If you haven’t checked them out already, the videos the author posted to 
YouTube are really 
excellent, and not too long. You can get lots of insight about GNU Parallel 
(from basic use cases that you can employ immediately, all the way up to some 
mind-bending possibilities) with just about 30 minutes of your time.

If you ever lose the URL to the YouTube playlist, it’s also mentioned in the 
man page.

Hope this helps.

—Kevin

​


Re: Parallel script with variable name

2019-02-27 Thread Shlomi Fish
Hi Ms. Fenderson,

On Thu, 28 Feb 2019 12:20:13 +1030
Lindsey Fenderson  wrote:

> Hi,
> 
> I'm very new to using GNU parallel, so this is probably a simple question
> but I haven't been able to figure out from the resources online how to do
> the following:
> 
> I have a very long script that I am running over multiple input files and I
> would like to parallelize this process.
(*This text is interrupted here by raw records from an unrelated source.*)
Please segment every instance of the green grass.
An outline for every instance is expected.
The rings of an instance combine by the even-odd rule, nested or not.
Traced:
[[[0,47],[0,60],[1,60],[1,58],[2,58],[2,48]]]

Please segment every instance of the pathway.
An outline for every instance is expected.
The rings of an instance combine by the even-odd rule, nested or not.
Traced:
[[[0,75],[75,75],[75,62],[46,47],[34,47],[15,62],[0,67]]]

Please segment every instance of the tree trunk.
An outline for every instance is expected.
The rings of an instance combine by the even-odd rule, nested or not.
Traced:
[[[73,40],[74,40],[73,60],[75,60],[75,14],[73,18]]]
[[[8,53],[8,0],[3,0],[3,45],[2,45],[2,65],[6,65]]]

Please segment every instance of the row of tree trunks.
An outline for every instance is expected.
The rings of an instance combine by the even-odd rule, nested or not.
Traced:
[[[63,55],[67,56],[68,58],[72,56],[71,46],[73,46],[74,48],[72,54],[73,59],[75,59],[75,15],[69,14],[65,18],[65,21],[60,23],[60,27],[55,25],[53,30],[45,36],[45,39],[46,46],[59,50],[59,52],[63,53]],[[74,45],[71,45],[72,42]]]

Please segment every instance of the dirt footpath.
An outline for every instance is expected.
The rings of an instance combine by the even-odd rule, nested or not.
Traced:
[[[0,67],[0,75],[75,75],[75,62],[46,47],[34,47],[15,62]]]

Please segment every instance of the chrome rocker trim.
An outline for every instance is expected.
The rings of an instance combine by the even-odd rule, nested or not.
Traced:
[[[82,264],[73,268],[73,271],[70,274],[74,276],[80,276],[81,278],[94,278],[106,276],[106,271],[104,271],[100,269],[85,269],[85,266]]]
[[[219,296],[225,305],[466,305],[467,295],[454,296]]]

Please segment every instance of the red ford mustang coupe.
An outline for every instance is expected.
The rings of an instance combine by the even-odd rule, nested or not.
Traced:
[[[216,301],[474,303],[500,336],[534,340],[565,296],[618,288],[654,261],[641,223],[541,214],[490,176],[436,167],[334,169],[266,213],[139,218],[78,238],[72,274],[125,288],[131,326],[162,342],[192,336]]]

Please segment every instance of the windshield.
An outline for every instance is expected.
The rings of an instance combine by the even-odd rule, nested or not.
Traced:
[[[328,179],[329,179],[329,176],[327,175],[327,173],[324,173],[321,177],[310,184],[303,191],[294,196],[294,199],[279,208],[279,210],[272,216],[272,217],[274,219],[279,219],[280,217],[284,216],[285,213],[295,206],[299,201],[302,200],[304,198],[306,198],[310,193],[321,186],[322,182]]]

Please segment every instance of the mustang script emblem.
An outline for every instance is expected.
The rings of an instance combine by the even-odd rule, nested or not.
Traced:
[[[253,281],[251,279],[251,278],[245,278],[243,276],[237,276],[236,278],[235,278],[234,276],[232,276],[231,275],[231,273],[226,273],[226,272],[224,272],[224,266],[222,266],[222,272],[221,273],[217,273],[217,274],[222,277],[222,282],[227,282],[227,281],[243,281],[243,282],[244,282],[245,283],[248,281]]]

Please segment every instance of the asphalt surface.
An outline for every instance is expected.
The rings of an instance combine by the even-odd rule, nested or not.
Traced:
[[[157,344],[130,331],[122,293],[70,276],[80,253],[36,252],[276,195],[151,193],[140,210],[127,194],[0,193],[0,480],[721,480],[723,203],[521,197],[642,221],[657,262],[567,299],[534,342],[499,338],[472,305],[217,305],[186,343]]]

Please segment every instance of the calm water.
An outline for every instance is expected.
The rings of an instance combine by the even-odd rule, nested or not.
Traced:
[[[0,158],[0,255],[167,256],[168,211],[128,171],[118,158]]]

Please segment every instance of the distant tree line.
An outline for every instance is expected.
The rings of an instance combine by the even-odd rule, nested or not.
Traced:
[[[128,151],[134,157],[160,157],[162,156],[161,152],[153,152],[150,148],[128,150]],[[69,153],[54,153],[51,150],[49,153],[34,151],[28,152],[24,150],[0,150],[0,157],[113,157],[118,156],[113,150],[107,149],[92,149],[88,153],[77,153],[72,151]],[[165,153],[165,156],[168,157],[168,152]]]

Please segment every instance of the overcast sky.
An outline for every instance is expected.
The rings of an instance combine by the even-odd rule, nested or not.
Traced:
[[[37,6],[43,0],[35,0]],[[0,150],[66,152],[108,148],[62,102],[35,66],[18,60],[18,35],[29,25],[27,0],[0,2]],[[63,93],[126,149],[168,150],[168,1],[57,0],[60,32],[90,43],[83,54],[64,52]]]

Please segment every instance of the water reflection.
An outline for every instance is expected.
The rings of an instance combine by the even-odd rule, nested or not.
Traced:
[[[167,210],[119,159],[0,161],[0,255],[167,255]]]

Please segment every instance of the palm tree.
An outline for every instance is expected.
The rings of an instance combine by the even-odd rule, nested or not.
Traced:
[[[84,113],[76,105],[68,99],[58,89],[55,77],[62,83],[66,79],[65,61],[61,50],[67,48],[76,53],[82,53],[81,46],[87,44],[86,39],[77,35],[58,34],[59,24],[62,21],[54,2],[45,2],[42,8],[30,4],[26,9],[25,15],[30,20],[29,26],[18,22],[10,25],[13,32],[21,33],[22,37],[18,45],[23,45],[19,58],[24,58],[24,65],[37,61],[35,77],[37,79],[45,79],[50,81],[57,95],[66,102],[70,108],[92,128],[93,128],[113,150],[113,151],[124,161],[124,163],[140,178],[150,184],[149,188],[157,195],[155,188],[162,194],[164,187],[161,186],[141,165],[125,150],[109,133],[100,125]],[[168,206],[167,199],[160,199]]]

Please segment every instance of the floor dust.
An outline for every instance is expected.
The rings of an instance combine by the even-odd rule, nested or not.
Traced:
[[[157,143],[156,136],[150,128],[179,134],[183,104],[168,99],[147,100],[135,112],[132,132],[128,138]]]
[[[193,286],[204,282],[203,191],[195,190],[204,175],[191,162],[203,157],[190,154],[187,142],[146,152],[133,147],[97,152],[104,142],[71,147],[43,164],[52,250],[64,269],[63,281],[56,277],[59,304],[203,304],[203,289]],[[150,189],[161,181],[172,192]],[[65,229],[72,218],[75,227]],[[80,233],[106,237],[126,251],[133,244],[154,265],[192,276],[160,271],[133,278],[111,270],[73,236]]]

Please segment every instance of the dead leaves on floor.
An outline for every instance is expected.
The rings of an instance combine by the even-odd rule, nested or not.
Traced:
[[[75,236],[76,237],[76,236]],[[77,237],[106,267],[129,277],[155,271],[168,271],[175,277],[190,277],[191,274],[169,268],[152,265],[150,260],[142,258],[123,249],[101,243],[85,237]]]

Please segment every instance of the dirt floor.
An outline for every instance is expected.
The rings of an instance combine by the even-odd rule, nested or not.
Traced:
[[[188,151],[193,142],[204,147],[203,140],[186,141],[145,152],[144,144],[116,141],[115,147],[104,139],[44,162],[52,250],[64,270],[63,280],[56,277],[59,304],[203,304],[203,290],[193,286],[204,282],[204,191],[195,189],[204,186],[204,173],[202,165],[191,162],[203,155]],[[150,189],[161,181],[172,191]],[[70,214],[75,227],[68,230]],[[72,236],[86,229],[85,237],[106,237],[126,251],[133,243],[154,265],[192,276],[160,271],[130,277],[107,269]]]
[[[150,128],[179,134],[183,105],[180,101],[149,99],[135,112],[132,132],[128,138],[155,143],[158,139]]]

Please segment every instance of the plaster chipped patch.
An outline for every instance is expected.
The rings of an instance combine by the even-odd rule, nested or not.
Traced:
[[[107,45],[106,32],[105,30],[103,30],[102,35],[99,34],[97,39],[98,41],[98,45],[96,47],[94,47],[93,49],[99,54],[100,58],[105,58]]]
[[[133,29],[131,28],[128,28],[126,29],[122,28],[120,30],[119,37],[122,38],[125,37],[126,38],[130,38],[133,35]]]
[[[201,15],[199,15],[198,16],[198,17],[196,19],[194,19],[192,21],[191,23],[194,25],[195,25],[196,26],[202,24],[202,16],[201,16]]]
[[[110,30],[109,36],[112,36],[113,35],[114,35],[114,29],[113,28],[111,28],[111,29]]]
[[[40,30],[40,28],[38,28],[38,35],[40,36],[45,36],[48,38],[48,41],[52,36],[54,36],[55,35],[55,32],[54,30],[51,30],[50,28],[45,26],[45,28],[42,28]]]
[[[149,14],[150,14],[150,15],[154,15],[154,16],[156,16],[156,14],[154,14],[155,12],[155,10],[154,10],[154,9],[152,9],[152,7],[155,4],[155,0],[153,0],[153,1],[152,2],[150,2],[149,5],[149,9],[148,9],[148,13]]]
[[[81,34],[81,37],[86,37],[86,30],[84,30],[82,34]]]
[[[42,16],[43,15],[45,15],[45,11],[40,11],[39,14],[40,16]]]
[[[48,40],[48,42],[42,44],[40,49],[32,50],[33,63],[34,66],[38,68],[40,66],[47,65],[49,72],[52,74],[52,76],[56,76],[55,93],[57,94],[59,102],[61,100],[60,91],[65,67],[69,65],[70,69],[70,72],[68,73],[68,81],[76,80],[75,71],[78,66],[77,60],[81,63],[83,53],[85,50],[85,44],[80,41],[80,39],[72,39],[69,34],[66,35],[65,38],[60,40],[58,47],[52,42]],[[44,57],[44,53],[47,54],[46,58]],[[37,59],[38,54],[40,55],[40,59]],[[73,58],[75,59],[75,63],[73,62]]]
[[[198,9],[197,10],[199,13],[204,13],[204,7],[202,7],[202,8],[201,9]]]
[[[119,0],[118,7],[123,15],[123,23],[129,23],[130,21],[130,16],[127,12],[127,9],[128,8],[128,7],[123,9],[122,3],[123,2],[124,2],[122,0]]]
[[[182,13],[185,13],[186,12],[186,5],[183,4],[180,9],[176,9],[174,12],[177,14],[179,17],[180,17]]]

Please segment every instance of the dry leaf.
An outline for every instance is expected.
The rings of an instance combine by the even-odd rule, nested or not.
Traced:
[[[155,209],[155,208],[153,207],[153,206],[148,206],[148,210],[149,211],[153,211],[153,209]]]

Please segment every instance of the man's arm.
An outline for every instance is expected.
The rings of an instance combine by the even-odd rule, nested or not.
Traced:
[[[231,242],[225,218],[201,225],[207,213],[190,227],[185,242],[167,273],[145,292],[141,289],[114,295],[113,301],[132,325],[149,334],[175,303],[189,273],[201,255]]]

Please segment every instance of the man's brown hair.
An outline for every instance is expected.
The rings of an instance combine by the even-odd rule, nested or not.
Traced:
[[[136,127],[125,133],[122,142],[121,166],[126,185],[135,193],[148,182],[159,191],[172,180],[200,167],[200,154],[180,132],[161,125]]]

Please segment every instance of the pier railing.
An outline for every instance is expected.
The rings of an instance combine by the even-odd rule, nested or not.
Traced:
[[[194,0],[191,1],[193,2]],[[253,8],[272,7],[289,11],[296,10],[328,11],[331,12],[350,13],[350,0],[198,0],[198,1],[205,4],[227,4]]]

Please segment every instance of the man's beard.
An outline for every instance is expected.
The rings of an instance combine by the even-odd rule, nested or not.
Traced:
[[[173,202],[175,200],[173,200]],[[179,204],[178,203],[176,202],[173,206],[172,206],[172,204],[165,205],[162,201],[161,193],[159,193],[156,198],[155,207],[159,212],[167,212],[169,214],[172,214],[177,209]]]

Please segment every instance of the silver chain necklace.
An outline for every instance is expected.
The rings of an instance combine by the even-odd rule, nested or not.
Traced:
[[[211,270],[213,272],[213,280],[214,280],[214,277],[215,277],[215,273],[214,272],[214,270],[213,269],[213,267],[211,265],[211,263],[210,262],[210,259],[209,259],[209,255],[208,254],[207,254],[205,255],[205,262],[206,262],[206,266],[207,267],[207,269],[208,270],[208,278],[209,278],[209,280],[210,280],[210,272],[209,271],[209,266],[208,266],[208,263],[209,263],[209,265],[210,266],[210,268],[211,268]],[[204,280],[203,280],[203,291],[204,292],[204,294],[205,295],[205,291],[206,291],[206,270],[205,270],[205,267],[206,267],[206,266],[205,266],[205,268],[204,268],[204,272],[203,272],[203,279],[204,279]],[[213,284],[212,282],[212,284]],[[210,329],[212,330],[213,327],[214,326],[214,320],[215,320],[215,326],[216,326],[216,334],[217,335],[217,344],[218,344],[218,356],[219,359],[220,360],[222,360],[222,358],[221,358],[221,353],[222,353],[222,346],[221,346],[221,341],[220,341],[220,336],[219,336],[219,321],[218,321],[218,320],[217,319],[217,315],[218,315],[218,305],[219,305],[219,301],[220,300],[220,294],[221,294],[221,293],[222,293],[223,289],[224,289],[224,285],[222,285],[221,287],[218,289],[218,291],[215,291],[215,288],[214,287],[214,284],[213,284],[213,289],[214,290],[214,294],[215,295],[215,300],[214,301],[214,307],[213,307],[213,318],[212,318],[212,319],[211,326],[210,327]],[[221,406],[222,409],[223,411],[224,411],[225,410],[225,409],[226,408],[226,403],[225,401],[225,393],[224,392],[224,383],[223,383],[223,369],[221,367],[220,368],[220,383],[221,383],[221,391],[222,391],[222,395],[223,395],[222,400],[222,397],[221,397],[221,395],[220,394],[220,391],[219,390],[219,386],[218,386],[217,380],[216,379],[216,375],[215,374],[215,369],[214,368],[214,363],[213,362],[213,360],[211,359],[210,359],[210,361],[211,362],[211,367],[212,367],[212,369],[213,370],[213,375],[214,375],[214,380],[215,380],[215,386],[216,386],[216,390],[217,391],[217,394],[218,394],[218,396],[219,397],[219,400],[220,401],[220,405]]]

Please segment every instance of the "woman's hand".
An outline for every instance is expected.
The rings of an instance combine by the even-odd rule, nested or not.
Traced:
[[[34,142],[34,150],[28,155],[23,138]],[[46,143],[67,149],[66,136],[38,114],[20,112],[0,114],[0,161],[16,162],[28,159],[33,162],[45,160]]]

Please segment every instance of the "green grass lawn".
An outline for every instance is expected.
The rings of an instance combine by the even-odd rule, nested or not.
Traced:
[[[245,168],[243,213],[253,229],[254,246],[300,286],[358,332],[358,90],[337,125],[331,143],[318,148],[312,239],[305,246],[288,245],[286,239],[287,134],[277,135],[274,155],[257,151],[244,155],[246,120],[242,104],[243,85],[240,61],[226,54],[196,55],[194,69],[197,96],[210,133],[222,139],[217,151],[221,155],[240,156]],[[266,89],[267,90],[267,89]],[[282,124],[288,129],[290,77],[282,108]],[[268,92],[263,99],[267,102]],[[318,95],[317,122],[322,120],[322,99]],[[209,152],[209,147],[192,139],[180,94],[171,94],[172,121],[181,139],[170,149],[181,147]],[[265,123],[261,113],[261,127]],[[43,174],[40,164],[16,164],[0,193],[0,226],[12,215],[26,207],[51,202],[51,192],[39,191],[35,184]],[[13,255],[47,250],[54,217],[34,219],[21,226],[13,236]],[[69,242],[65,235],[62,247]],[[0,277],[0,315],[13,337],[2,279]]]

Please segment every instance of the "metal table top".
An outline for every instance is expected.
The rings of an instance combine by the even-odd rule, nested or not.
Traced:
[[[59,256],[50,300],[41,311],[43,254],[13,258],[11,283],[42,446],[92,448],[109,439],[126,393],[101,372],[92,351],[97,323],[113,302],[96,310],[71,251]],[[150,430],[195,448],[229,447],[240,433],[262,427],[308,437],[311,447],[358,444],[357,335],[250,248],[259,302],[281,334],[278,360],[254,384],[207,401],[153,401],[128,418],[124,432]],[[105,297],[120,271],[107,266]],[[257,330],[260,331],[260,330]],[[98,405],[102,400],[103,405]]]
So for instance,
> 
> ls *filepattern* | parallel script.sh
> 
> seems to work as far as iterating over the files. However, I need to use
> the filename as a variable. So in my serial script I was doing this:
> 
> ls *filepattern* > filenames
> while read filenames; do
>   lots_of_stuff_$filenames
> done < filenames
> 
> So how can I get gnu parallel to incorporate the current filename it is
> using as a variable in my script?
> 

See:

* https://perl.plover.com/varvarname.html

* https://en.wikipedia.org/wiki/Associative_array

* https://en.wikipedia.org/wiki/Command-line_interface#Arguments

Regards,

Shlomi

> Thanks



-- 
-
Shlomi Fish   http://www.shlomifish.org/
“So, who the hell is Qoheleth?” - http://shlom.in/qoheleth

Right to bear arms? In Soviet Russia, we have right to whole bear.
— http://is.gd/EU4puV

Please reply to list if it's a mailing list post - http://shlom.in/reply .



Parallel script with variable name

2019-02-27 Thread Lindsey Fenderson
Hi,

I'm very new to using GNU parallel, so this is probably a simple question
but I haven't been able to figure out from the resources online how to do
the following:

I have a very long script that I am running over multiple input files and I
would like to parallelize this process. So for instance,

ls *filepattern* | parallel script.sh

seems to work as far as iterating over the files. However, I need to use
the filename as a variable. So in my serial script I was doing this:

ls *filepattern* > filenames
while read filenames; do
  lots_of_stuff_$filenames
done < filenames

So how can I get gnu parallel to incorporate the current filename it is
using as a variable in my script?

Thanks